When there are multiple person nodes of same structure under root node, the XML is similar to a multirow table recording information of people:
<root>
<person>
<name>Jim</name>
<gender>male</gender>
<birthday>1985-03-15</birthday>
</person>
<person>
<name>Ann</name>
<gender>female</gender>
<birthday>1992-12-03</birthday>
</person>
……
</root>
We parse the XML using SPL xml() function. This time data in the third level is a multirow two-dimensional table:
A | |
---|---|
3 | =xml(A2,"root/person") |
The second parameter in the xml() function specifies the parsing path root/person, which means getting the third level table sequence directly:
<root>
<person>
<name>Jim</name>
<gender>male</gender>
</person>
<person>
<name>Ann</name>
<birthday>1992-12-03</birthday>
</person>
</root>
The first person node does not have birthday attribute, and there is no gender attribute in the second person node. In this case, each person will still be parsed as a record but a table sequence cannot be formed. Instead, the two records of different structures will be returned as a sequence.
<root>
<person>
<name>Jim</name>
<gender>male</gender>
<birthday>1985-03-15</birthday>
</person>
<team>
<name>team1</name>
<persons>Jim,Ann</persons>
</team>
<person>
<name>Ann</name>
<gender>female</gender>
<birthday>1992-12-03</birthday>
</person>
<team>
<name>team2</name>
<persons>Ann</persons>
</team>
</root>
In the second level, besides person nodes, there are also several team nodes. In this case, data of different nodes will be parsed into corresponding table sequences. Two table sequences will be generated correctly even if person nodes and team nodes are not arranged in order.

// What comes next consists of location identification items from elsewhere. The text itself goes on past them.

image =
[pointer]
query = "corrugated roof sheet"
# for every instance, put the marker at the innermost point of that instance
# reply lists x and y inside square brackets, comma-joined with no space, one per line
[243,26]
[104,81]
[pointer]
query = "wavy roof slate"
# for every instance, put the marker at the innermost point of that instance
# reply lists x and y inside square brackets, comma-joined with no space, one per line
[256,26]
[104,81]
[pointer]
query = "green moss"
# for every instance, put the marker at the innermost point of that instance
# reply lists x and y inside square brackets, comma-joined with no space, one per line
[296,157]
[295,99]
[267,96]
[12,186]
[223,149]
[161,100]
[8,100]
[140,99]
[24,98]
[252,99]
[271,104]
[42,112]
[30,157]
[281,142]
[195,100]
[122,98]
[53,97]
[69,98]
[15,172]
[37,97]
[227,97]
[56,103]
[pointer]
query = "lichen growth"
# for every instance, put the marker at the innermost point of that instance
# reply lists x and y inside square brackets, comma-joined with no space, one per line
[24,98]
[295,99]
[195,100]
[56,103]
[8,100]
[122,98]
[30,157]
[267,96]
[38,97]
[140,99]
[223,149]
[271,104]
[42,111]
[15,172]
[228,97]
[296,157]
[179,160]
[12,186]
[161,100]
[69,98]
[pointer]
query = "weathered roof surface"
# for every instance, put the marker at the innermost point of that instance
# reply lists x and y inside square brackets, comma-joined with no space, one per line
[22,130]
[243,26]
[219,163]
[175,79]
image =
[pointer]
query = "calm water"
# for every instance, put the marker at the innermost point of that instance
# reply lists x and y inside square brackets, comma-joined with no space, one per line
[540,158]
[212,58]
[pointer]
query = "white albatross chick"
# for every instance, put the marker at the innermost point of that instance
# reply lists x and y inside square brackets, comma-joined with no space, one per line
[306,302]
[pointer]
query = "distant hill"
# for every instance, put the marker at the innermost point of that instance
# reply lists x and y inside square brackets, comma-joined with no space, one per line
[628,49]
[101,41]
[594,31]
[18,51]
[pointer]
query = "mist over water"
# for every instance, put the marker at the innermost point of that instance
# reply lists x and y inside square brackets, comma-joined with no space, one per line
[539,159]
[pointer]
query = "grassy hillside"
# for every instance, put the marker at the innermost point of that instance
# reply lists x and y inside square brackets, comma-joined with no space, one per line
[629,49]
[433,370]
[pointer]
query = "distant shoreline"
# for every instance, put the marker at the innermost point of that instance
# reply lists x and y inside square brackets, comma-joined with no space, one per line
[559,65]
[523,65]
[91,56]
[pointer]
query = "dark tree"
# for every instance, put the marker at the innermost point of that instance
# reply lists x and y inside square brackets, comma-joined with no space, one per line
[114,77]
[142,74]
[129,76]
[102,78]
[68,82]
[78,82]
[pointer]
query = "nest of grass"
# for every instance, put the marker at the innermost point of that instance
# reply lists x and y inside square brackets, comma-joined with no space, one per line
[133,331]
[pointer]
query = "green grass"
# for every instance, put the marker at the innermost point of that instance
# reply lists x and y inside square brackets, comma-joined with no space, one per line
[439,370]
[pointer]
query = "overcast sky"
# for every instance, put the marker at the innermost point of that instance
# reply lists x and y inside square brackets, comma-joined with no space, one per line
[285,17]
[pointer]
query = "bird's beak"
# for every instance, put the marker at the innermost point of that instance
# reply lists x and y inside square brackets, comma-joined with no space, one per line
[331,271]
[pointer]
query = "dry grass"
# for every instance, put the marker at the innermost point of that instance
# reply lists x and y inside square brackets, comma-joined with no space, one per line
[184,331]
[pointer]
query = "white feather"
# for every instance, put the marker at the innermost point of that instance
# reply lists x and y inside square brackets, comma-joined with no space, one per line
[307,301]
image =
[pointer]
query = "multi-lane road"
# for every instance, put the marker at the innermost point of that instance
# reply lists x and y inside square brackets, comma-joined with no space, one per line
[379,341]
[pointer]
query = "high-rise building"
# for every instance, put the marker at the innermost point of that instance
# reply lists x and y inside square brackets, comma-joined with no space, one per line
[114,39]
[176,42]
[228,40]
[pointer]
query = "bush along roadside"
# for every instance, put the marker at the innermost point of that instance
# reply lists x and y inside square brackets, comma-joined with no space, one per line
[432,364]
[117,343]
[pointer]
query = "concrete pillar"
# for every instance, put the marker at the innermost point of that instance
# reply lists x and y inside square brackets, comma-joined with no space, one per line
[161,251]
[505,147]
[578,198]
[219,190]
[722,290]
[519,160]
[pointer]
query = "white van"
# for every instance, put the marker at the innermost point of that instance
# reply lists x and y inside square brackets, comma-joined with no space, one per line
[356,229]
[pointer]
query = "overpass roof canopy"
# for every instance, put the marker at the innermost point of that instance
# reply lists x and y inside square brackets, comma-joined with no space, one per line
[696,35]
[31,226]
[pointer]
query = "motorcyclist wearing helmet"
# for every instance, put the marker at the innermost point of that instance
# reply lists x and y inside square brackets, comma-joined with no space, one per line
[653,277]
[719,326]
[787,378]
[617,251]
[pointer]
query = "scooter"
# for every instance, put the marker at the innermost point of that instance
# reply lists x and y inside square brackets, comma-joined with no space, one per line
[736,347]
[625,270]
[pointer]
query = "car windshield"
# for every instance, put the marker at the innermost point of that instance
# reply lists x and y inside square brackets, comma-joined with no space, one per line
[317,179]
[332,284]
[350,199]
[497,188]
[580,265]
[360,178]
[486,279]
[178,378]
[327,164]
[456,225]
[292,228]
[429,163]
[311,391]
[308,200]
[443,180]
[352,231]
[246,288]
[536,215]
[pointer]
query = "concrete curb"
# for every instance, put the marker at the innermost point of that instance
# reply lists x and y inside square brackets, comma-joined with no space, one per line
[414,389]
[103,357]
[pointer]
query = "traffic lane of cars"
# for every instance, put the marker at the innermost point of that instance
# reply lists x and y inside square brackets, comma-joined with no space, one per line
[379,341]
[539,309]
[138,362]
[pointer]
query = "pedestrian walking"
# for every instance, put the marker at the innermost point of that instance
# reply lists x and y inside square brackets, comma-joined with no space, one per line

The XML in the above does not have attribute information. Yet even if there is any, the above blocks of SPL code will ignore them. Now let’s look at how SPL parses the attribute information as needed. We modify person.xml to make it contain the attribute information:
<root >
<person name="Jim" gender="male" birthday="1985-03-15"></person>
<person name="Ann" gender="female" birthday="1992-12-03"></person>
</root>
A | |
---|---|
1 | D:/dataFiles/xml/person.xml |
2 | =file(A1).read() |
3 | =xml@s(A2) |
xml() function uses @s option to switch to another parsing style, which makes each XML tag a record and uses tag names and attributes as its structure:
In the above table sequence, person values are nulls because the corresponding tag values are empty. Now we take person IDs as tag values and get the following result:
<root >
<person name="Jim" gender="male" birthday="1985-03-15">10001</person>
<person name="Ann" gender="female" birthday="1992-12-03">10002</person>
</root>
The tag values can be empty or a basic data type, like 10001. A tag can also have sub-tags, and the corresponding values are a nested table sequence:
<root>
<person name="Jim" gender="male" birthday="1985-03-15">
<buy num="5" price="$3.2">milk</buy>
<buy num="2" price="$1.8">apple</buy>
</person>
<person name="Ann" gender="female" birthday="1992-12-03">
<buy num="10" price="$1.5">egg</buy>
</person>
</root>
The inverse operation of parsing XML is to generating XML from an SPL object. SPL also uses xml() to perform the generation. The function judges type of the passed-in parameter and auto-selects the proper conversion action (It converts XML into an SPL object when an XML string is passed in, and an SPL object into an XML string when an SPL object is passed in). We convert the above parsed XML directly back to XML and observe the differences in the two opposite operations.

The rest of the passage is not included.